Assista aqui ao Samba Enredo da Beija Flor 2018, por Giovana Galdino:
Teu livro eu não sei ler, Brasil. Sou eu, espelho da lendária criatura, um monstro carente de amor e de ternura. O samba fala em primeira pessoa, é o povo brasileiro quem fala. O povo feio, miserável, carente de tudo visto como um monstro também carente de amor e de ternura? Todos, mesmo os pertencentes à elite que comanda esse cenário carnavalesco que desde sempre é o nosso - cruelmente barroco e surreal Brasil - somos carentes de amor. Mas isto não justifica uma série de coisas injustificáveis. Por outro lado, pela carência, pode explicar muita coisa quando pensamos nos crimes cometidos pela população “descamisada”.
Poderá a lendária criatura do samba ser o monstro da Bela e a Fera? O que não será para sempre monstro, vindo a revelar sua outra face após o período de provação a que a Bela é submetida? Será este o período em que estamos sendo postos à prova na nossa capacidade de resistir? Não sei a resposta. Ou será referência à criatura demoníaca que há em todos, como a do lendário Dr. Jekyll e o Sr. Hyde, de Stevenson, personagem do filme “O médico e o monstro”?
Mas também o samba da Beija Flor nos recorda um conto magnífico de Machado de Assis, “O espelho”, no qual o protagonista, um militar respeitado e com alta autoestima ao se ver na circunstância em que, no sítio afastado de uma parente, não mais colocando seu uniforme, aos poucos vai perdendo a segurança sobre si, a ponto de se desconhecer. Sem o símbolo exterior de poder sua identidade se desvanece. Para salvar-se do desespero precisa voltar a colocar o uniforme e olhar-se no espelho.

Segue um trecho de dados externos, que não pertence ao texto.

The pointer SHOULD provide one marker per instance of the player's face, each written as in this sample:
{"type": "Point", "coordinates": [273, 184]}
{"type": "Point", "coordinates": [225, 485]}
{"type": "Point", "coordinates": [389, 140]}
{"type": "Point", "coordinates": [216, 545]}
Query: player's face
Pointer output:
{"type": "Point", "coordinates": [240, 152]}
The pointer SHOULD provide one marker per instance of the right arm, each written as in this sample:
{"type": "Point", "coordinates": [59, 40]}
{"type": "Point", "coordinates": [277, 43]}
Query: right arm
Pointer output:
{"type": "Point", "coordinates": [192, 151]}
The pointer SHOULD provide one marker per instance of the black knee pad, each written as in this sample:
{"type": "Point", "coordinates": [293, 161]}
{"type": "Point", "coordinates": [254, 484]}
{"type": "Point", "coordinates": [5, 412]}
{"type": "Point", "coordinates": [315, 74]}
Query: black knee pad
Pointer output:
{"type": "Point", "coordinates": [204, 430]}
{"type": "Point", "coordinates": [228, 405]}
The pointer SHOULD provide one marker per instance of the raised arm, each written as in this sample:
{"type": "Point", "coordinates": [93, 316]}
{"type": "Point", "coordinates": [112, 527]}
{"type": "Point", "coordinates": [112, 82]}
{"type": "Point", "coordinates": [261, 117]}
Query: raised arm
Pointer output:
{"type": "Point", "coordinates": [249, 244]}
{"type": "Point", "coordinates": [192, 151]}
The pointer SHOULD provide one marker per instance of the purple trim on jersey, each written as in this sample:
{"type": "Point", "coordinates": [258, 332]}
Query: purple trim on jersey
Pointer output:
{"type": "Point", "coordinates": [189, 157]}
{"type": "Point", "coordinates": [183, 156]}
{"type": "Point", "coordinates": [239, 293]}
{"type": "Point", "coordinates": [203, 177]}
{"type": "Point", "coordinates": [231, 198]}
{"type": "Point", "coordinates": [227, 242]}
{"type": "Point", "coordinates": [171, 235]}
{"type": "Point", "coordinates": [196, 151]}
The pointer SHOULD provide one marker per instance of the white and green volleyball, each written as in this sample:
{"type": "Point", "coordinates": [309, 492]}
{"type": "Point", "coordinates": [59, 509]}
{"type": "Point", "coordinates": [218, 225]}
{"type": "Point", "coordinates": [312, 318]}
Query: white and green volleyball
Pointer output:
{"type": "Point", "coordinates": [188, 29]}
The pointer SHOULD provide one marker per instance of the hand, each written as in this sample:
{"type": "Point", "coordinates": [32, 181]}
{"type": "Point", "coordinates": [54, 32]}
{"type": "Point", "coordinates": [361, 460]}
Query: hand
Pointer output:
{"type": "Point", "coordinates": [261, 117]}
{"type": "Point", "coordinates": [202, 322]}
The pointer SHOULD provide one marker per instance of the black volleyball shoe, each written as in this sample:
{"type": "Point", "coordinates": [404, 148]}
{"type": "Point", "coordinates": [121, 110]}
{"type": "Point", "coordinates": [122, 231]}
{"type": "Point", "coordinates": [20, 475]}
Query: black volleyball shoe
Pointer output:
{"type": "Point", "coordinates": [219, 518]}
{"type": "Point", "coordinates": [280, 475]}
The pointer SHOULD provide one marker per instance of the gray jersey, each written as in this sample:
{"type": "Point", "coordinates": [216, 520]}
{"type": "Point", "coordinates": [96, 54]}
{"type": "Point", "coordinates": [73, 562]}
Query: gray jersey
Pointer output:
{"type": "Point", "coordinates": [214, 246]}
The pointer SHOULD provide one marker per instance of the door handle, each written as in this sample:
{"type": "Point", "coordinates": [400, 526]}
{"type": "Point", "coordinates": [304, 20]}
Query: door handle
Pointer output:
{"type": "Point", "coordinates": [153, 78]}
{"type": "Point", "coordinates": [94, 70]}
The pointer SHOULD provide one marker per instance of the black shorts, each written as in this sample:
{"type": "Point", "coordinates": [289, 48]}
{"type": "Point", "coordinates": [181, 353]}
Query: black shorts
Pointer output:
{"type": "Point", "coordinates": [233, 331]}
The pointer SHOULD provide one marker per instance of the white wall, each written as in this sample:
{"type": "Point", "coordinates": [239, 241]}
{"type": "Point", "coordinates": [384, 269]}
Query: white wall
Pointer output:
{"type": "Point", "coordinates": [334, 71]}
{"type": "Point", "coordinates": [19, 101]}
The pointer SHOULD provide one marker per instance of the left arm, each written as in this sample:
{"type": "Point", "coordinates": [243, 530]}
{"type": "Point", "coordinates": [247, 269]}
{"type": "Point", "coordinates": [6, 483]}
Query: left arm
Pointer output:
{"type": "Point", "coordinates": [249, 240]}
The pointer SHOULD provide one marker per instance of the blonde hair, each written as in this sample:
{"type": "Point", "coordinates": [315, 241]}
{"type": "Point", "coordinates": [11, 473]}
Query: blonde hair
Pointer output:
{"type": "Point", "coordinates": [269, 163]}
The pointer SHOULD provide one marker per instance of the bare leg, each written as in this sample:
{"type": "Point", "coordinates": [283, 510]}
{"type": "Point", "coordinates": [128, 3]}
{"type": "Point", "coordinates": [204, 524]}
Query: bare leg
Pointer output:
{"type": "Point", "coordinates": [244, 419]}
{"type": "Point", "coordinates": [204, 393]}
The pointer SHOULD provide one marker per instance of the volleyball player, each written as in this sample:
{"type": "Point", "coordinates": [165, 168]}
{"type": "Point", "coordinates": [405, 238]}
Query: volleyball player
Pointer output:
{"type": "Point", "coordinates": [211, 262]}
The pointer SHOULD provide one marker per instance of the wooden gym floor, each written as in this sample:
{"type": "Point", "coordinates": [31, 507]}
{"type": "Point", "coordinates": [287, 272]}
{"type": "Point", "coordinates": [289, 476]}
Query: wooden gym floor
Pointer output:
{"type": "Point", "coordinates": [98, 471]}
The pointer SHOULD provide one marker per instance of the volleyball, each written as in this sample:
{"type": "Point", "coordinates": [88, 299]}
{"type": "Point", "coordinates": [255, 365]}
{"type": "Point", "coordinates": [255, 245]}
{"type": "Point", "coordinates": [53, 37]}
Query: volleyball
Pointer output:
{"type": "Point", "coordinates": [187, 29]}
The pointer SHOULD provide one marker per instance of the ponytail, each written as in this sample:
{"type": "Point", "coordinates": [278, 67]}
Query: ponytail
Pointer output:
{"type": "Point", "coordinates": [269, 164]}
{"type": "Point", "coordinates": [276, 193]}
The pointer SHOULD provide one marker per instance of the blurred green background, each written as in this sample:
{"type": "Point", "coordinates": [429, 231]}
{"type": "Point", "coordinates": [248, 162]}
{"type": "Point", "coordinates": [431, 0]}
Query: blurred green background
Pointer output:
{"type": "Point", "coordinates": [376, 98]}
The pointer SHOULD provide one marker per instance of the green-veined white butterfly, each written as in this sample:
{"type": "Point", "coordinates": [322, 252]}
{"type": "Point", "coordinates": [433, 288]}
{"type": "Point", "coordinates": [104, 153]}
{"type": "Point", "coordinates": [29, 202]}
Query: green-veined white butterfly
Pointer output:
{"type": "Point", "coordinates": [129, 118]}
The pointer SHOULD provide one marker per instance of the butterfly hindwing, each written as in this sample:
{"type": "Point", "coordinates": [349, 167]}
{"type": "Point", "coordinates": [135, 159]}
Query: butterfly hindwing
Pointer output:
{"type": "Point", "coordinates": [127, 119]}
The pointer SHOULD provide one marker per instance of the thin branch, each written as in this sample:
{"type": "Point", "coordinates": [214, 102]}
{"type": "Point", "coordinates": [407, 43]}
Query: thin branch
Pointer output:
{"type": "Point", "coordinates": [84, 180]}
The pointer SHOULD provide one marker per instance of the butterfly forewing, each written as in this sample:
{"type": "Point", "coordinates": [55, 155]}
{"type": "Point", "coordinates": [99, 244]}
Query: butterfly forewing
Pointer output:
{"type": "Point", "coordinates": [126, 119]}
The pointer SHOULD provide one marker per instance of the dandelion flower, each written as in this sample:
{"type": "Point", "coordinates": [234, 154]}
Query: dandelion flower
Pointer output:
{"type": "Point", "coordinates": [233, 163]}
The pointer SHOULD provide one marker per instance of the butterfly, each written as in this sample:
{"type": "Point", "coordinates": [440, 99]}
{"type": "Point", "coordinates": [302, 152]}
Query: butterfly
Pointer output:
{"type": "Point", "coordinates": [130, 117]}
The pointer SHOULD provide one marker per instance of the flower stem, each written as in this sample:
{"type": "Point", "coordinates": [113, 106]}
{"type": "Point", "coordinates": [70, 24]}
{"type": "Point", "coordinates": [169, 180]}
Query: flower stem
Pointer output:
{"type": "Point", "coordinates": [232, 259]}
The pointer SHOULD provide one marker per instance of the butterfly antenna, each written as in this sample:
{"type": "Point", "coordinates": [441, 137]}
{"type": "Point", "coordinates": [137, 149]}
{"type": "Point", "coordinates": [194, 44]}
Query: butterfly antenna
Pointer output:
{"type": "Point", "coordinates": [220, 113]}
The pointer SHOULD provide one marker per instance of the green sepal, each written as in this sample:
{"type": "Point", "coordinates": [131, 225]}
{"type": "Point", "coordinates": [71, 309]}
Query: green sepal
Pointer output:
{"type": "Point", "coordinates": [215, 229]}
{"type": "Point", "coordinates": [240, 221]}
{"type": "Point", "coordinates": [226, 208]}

Seria interessante ver nossos políticos sem todos os tantos sinais exteriores de seu poder, observar quem resistiria a um enfrentamento com a solidão e a verdade de si.
Não tenho certezas a não ser de que é necessário o espelho, milhões de espelhos espalhados pelo Brasil e pelo planeta. Vejamo-nos realmente, sem ilusões, sem narrativas justificadoras – eduquemo-nos. Que possamos saber ler o Brasil, que o Brasil se faça capaz de ser lido, que as máscaras caiam neste carnaval de 2018. Num certo, óbvio sentido, há muito nosso Carnaval já deveria ter acabado.